SEA-specific IgG₁ titers decrease in IL-13Rα2–deficient mice. S. mansoni egg-specific antibody levels were measured in sera of infected WT and IL-13Rα2–deficient mice (C57BL/6) 9 wk after infection as described in Materials and Methods. Bars from bottom to top show the 10th, 25th, 50th, 75th, and 90th percentiles, respectively, of the tested samples. Single outliners are indicated as circles. Data were obtained from groups of mice containing 6–8 mice/group. *, significant difference when compared with WT values as determined by Student's t test. P < 0.05. Note that IgG₁ is the predominant egg-specific Ig isotype detected in serum.

Figure 10.

Exacerbated fibrotic response of IL-13Rα2–deficient mice is prevented by administration of sIL-13Rα2-Fc. WT BALB/c and IL-13Rα2–deficient mice were infected with 25–30 cercariae. Beginning on week 6, IL-13Rα2–deficient mice were treated with sIL-13Rα2-Fc or control Ig (200 μg every other day) for a total of 6 wk.

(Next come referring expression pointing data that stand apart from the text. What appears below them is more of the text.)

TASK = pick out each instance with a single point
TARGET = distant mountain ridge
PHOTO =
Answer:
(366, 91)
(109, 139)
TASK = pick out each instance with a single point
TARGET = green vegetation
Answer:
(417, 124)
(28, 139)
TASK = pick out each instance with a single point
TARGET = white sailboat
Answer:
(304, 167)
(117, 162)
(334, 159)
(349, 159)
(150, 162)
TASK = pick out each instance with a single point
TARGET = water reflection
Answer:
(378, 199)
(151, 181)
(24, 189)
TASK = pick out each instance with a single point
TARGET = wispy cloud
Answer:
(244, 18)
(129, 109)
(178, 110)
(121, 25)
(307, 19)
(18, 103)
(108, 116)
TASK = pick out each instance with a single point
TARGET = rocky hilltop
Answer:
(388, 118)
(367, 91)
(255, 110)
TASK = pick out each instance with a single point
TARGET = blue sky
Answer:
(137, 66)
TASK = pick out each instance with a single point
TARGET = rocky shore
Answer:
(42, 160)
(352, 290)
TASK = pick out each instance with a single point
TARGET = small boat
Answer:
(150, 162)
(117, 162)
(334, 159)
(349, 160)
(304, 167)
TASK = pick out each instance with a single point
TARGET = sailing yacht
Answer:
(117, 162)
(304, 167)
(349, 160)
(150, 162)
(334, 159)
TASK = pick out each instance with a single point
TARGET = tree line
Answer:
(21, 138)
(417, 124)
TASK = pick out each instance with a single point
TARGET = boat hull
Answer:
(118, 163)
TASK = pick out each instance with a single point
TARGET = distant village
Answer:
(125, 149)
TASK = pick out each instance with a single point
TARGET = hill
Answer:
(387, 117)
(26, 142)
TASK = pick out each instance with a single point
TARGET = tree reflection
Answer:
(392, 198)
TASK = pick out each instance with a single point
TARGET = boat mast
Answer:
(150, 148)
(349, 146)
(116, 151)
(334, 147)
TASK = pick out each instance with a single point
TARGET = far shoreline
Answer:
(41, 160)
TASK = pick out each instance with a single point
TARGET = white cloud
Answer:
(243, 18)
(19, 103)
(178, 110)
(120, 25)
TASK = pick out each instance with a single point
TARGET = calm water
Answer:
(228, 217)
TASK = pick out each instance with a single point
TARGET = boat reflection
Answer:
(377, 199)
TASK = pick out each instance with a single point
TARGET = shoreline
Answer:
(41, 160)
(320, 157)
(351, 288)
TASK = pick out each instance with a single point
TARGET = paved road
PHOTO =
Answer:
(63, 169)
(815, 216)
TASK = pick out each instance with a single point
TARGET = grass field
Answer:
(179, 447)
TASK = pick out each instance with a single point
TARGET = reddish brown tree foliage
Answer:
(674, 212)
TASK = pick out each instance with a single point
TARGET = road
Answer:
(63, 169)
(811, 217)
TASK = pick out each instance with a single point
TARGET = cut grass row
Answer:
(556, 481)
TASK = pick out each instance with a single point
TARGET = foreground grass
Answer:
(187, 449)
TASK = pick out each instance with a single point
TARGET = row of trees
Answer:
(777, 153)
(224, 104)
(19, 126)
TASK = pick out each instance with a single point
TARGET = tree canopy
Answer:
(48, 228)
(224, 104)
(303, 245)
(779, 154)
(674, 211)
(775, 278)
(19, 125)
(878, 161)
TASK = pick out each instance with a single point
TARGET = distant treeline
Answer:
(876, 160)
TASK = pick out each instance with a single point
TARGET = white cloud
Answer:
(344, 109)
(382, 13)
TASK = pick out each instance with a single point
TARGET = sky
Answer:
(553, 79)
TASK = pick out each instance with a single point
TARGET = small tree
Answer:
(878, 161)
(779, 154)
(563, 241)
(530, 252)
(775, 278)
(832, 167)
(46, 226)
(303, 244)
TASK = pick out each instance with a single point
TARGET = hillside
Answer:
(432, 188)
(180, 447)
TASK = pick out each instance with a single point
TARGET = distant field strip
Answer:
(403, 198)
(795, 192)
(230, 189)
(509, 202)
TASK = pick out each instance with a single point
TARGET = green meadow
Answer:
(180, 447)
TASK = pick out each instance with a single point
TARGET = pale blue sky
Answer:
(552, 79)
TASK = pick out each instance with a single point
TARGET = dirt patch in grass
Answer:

All animals were killed on week 12 and fibrosis (A) and serum levels of IL-13 (B) were determined. The values shown are mean values ± SEM for WT (n = 10), IL-13Rα2 KO (n = 10), and sIL-13Rα2-Fc–treated IL-13Rα2 KO mice (n = 15). The P values, as determined by ANOVA, are shown in A. In B: *, significant difference when compared with the WT group as determined by Student's t test. P < 0.05.